In July 2023, I wrote in these pages that the then recent Karnataka election was “free, but not fair” because the ruling BJP had four times as much money, 1.5 times as much media coverage and used the state government machinery as an extended arm of the party during the elections. Congress had just won the Karnataka election with a 43% vote share, its highest in 30 years. So, there was apprehension that deeming it as a ‘free but unfair’ election undermined the Congress’ victory. But speaking the truth from a winner’s vantage point is precisely what lent it credibility. A year later now, the notion that India’s elections may be free but are unfair has only been reaffirmed and reiterated by many in India and internationally.
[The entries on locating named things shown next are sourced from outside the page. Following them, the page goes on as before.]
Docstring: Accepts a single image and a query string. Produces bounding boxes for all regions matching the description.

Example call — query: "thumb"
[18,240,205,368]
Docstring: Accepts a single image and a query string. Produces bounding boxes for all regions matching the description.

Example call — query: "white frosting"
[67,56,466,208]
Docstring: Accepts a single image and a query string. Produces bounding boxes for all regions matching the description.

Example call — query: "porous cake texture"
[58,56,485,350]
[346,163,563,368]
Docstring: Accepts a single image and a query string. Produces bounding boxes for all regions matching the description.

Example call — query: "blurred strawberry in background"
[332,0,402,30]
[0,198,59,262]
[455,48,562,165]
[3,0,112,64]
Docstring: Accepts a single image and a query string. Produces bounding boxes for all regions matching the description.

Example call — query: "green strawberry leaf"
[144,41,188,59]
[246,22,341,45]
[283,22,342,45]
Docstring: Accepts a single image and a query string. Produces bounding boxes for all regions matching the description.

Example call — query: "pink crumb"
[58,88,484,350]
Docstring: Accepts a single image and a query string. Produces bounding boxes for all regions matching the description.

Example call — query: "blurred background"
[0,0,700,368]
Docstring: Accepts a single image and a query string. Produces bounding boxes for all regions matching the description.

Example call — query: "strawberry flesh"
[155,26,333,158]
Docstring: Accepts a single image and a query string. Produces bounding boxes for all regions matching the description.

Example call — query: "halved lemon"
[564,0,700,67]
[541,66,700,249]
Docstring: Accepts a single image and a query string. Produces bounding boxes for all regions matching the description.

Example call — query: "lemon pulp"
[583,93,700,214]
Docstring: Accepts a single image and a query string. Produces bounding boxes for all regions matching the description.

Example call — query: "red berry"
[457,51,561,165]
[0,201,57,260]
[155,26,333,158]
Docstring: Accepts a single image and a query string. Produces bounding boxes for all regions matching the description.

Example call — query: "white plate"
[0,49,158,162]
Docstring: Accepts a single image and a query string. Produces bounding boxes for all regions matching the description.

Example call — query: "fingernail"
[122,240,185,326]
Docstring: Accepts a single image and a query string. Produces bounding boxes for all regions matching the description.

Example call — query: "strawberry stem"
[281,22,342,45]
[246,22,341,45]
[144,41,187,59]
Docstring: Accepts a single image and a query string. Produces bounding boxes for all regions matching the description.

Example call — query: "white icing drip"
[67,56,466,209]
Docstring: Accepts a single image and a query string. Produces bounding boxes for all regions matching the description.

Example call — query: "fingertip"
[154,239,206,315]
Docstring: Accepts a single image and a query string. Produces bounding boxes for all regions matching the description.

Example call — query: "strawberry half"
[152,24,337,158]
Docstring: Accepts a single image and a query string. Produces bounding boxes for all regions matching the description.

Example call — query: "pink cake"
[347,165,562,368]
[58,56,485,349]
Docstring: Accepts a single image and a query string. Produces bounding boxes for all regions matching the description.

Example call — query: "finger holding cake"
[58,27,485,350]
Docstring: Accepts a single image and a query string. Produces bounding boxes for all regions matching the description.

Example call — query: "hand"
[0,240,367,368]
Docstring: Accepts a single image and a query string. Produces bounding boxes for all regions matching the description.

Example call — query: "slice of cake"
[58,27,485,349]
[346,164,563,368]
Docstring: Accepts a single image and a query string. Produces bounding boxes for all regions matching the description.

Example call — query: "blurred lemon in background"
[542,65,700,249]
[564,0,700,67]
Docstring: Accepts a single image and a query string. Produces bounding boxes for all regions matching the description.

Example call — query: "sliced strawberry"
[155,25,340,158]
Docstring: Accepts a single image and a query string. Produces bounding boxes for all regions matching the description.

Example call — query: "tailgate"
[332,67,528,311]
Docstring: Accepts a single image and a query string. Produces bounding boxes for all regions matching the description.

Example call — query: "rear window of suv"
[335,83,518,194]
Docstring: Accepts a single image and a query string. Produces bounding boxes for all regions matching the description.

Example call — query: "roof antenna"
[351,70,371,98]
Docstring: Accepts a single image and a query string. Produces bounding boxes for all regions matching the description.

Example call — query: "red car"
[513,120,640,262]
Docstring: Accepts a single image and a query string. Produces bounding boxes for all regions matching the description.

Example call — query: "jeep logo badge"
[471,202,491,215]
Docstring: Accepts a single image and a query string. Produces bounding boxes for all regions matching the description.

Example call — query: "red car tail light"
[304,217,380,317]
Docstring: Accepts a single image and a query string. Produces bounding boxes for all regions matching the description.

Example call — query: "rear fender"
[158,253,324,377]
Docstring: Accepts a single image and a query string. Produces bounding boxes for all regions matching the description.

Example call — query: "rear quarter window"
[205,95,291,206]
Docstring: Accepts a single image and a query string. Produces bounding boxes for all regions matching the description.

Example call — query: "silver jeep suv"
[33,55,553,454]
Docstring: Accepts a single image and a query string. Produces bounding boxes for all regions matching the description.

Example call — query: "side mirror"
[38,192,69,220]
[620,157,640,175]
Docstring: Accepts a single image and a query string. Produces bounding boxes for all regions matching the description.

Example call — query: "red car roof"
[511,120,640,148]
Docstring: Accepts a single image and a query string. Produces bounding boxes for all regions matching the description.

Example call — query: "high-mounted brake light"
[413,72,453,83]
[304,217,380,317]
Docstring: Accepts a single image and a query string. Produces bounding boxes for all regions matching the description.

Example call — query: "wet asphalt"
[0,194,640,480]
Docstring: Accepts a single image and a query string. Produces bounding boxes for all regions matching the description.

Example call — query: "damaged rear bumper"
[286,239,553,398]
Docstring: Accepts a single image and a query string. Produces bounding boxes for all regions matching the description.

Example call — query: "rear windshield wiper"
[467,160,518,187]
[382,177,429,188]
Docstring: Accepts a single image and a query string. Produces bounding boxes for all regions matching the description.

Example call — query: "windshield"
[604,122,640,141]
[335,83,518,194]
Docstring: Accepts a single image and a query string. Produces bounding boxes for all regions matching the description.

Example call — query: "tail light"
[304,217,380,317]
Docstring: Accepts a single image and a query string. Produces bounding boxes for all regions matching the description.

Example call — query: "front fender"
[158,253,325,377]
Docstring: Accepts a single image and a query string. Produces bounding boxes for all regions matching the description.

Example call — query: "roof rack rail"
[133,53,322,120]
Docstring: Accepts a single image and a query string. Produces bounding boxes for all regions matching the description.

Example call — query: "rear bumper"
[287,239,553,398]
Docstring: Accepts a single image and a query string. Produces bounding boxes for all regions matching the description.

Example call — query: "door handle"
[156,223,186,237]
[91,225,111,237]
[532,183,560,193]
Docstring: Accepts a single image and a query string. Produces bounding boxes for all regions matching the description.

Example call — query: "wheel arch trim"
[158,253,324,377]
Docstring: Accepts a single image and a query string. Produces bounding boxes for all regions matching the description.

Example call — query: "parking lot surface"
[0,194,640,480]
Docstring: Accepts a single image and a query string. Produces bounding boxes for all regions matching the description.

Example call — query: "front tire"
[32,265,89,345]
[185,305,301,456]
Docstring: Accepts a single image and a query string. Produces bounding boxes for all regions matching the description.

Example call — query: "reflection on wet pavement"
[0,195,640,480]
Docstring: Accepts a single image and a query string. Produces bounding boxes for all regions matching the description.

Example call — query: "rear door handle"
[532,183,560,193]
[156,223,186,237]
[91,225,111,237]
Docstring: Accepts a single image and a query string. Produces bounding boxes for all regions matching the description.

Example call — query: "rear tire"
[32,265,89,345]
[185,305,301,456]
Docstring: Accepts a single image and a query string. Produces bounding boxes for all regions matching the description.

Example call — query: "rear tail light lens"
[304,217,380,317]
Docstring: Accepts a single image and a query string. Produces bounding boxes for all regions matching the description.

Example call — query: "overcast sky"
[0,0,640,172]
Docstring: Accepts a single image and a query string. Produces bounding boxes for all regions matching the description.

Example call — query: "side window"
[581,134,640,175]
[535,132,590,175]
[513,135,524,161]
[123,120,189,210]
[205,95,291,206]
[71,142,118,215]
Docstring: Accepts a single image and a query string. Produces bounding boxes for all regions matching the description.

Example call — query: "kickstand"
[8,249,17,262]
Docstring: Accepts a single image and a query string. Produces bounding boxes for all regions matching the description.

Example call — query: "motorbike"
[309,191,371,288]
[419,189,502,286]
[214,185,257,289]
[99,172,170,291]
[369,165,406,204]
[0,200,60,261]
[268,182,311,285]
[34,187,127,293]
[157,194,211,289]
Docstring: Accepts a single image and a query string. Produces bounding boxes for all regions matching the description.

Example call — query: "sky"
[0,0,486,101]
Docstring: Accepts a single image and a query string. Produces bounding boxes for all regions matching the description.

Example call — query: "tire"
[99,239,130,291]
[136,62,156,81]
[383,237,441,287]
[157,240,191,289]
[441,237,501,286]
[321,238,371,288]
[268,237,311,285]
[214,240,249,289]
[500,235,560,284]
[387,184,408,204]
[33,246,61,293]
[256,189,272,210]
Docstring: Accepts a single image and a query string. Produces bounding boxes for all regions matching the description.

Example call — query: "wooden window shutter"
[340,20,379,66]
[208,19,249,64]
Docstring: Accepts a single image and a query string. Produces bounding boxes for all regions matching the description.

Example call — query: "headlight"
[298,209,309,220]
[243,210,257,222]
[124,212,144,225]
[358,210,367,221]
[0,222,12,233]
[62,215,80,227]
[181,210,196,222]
India’s elections are free. Voters have the freedom to decide whether to vote or not. They can freely vote for the candidate and party of their choice and if unsatisfied with all options, they can even choose to express their angst by voting for NOTA (none of the above). And their vote is largely kept secret, though modern data technologies and the disclosure of booth-wise voting patterns makes it plausible to impute a household’s voting choice. But by and large, India’s elections satisfy the freeness test.
However, it fails the fairness test. For an election to be “fair”, the most fundamental condition is that all political parties and participants must have a level playing field. Every party must have, more or less, equal access to financial resources, media, and freedom to campaign. Further, elections must be regulated and overseen by a fair and impartial body. It is clear that none of these are true in India today.
The ruling BJP has more money than all the other parties combined, including its principal rival, the Congress. The Electoral Bonds data revealed this fact but that is only a small part of the overall political financing story. What’s worse is that when the Congress party resorted to individual, small-time donations from crores of party workers and sympathisers, the BJP used the Income Tax Department to freeze the Congress’ bank account. Can any organisation function, let alone run a national election campaign, if it’s not allowed to use its own money from its own bank account? Not only did the BJP monopolise all political funding but even barred its principal rival from using whatever meagre funds it raised.
With the national elections underway, a majority of the leaders of the third largest political party (in terms of states governed), the Aam Aadmi Party (AAP), have been arrested, including its leader and the Chief Minister of Delhi, Arvind Kejriwal. Regardless of the merits of the case for which they have been jailed, how can an election be fair when leading opposition leaders are imprisoned?
The Print reported that a whopping one-third of BJP’s candidates for the Lok Sabha election are leaders that have defected from opposition parties. Political leaders and workers across all parties are being forced to join the BJP and abuse their former party publicly, in return for either freedom from investigation of their past shenanigans or the reward of a parliament membership. If just weeks before the cricket world cup tournament, the Indian team uses its money power and control of the International Cricket Council (ICC) to pull away leading players from other teams to the Indian team, will it be considered a fair world cup?
The role of the Election Commission is to ensure that India’s elections are not dominated by one party and there is a certain balance among all parties. When one Election Commissioner resigns in protest days before the announcement of the national election schedule and two new Election Commissioners are appointed in a surreptitious and urgent manner by the government, there is bound to be suspicion over the neutrality of the Election Commission.
One may ask, if the BJP has monopolised money, media and machinery, combined with a lack of recourse to justice for the opposition parties due to the non-impartiality of the Election Commission and, to boot, growing voter suspicion over the election process using EVMs, why should the opposition parties even legitimise such a farcical election by participating in it? It is seemingly a legitimate and logical question. In fact, this was discussed internally among some opposition parties and radical ideas such as a boycott of the elections were also floated. But rather than a boycott, it is perhaps more prudent to hope that India’s voters know the extreme injustice meted out to the Opposition and will use their ‘freeness’ to punish the ‘unfairness’ of this election by voting against the BJP, as they did in the last Karnataka election.